The Effect of miR-106b-5p Expression in The Production of iPS-Like Cells from Mice SSCs during The Formation of Teratoma and The Three Embryonic Layers.

Objective: According to the mounting data, microRNAs (miRNAs) may play a key role in reprogramming. miR-106b
is considered as an enhancer in reprogramming efficiency. Based on induced pluripotent stem cells (iPSCs), cell treatments have a huge amount of potential. One of the main concerns about using iPSCs in therapeutic settings is the possibility of tumor formation. It is hypothesized that a procedure that can reprogram cells with less genetic manipulation reduces the possibility of tumorigenicity.
Materials and Methods: In this experimental study, miR-106b-5p transduced by pLV-miRNA vector into mice isolated spermatogonial stem cells (SSCs) to achieve iPS-like cells. Then the transduced cells were cultured in specific conditions to study the formation of three germ layers. The tumorigenicity of these iPS-like cells was investigated by transplantation into male BALB/C mice.
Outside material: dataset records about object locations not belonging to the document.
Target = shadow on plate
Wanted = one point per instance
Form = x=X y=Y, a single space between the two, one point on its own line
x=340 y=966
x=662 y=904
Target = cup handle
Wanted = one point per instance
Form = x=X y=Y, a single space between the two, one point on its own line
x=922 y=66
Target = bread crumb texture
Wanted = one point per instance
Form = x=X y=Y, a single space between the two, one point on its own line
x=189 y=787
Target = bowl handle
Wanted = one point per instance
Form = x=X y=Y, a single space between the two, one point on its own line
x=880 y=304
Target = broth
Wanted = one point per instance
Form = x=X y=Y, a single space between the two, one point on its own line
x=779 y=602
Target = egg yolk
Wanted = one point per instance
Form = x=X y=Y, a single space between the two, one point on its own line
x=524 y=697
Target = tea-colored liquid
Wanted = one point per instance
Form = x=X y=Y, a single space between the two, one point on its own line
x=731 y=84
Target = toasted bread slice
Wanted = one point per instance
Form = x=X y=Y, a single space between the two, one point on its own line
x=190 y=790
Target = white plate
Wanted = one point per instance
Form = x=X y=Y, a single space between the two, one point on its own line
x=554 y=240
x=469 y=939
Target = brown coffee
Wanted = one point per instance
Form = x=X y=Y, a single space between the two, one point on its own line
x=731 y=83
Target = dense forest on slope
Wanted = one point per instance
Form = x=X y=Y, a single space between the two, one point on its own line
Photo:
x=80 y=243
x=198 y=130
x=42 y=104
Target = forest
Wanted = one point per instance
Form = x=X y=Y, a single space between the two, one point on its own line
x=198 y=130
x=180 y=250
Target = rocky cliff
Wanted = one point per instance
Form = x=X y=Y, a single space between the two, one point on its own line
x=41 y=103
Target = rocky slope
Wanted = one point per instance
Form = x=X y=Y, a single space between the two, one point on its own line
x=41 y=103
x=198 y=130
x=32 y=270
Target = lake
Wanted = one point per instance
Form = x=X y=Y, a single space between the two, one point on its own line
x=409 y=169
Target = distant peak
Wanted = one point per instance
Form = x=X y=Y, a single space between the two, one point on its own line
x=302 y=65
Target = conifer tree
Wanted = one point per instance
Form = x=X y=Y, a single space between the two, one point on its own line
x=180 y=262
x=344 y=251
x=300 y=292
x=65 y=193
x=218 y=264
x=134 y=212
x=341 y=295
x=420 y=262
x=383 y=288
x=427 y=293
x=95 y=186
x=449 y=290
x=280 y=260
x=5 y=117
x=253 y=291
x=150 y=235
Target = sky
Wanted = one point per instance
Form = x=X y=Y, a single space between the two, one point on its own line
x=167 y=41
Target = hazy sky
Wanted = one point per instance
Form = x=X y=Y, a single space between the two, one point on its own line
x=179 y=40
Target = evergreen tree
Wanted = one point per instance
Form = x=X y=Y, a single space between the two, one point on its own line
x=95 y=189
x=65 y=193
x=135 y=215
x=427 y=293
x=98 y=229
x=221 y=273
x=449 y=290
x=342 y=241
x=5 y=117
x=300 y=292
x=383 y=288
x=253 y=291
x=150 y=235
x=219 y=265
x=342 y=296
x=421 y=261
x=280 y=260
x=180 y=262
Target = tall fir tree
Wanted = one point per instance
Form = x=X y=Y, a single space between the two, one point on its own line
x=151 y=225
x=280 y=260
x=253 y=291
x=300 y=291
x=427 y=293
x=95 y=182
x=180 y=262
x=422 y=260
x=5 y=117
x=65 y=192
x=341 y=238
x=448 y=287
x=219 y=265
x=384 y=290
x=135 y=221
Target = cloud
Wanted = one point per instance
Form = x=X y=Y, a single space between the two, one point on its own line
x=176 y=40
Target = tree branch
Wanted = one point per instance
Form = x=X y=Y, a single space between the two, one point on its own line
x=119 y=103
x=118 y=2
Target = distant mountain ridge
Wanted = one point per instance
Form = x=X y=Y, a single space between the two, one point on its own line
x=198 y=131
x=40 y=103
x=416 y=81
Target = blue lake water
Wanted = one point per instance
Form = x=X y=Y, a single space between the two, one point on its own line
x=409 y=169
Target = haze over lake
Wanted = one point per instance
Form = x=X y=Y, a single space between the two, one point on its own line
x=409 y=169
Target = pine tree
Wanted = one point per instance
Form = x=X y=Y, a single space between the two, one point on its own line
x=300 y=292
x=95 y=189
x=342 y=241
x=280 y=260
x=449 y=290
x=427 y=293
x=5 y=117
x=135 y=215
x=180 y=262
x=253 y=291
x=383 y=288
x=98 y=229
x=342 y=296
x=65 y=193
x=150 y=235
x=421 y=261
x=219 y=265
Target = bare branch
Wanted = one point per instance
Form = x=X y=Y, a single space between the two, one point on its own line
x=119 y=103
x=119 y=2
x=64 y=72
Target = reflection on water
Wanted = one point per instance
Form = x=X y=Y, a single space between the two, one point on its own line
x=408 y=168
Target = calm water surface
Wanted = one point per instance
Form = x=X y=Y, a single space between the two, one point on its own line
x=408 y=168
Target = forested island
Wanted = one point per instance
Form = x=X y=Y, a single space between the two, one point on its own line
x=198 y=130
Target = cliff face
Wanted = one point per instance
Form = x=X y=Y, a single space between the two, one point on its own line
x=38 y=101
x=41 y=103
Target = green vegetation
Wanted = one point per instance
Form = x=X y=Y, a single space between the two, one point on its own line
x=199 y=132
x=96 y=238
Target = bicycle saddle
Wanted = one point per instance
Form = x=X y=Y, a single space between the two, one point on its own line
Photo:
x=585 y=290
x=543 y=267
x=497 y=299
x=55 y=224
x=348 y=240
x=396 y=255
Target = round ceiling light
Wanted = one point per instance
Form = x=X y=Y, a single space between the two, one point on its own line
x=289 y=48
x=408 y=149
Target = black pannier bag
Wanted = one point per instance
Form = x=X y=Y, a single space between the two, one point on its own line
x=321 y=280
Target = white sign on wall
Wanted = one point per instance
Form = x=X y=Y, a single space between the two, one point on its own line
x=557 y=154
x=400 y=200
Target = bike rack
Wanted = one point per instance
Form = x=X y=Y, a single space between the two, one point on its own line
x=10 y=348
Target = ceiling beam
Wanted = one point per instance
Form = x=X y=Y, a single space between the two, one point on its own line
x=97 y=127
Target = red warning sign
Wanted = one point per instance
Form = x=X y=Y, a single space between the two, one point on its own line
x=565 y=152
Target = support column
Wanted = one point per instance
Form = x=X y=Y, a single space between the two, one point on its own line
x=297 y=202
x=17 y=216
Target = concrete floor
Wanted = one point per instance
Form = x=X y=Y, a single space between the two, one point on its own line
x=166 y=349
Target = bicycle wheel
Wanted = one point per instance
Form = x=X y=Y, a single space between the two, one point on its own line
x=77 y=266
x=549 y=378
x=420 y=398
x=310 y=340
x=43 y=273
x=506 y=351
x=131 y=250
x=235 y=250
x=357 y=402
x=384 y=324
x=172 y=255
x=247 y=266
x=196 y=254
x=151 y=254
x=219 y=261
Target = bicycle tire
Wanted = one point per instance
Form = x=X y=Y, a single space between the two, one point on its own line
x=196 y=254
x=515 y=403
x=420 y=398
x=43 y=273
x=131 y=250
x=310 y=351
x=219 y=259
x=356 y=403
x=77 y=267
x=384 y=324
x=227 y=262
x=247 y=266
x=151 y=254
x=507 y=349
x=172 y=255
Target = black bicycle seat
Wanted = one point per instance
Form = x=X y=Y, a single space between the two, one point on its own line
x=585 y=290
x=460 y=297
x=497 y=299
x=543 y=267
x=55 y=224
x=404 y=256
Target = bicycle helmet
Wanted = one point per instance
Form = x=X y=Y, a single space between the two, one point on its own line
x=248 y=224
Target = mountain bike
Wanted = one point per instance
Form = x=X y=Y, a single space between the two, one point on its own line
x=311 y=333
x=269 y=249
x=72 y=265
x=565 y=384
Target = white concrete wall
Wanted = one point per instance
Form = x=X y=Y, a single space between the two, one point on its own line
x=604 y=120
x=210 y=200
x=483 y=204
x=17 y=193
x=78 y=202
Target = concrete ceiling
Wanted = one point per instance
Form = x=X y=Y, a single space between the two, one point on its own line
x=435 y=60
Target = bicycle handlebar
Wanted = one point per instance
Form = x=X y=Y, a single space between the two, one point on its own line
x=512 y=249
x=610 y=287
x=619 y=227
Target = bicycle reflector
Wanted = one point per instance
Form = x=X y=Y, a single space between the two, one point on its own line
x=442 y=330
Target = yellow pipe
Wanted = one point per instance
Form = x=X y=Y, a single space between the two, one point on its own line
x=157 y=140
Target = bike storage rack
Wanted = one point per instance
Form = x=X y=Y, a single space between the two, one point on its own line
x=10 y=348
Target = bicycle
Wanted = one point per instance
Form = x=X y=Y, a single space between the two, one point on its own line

Results: We show that SSCs can be successfully reprogrammed into induced iPS-like cells by pLV-miRNA vector to transduce the hsa-mir-106b-5p into SSCs and generating osteogenic, neural and hepatoblast lineage cells in vitro as a result of pluripotency. Although these iPS-like cells are pluripotent, they cannot form palpable tumors in vivo.
Conclusion: These results demonstrate that infection of hsa-mir-106b-5p into SSCs can reprogram them into iPSCs
and advanced germ cell lineages without tumorigenicity. Also, a novel approach for studying the generation of iPSCs
and the application of iPS or iPS-like cells in regenerative medicine is presented.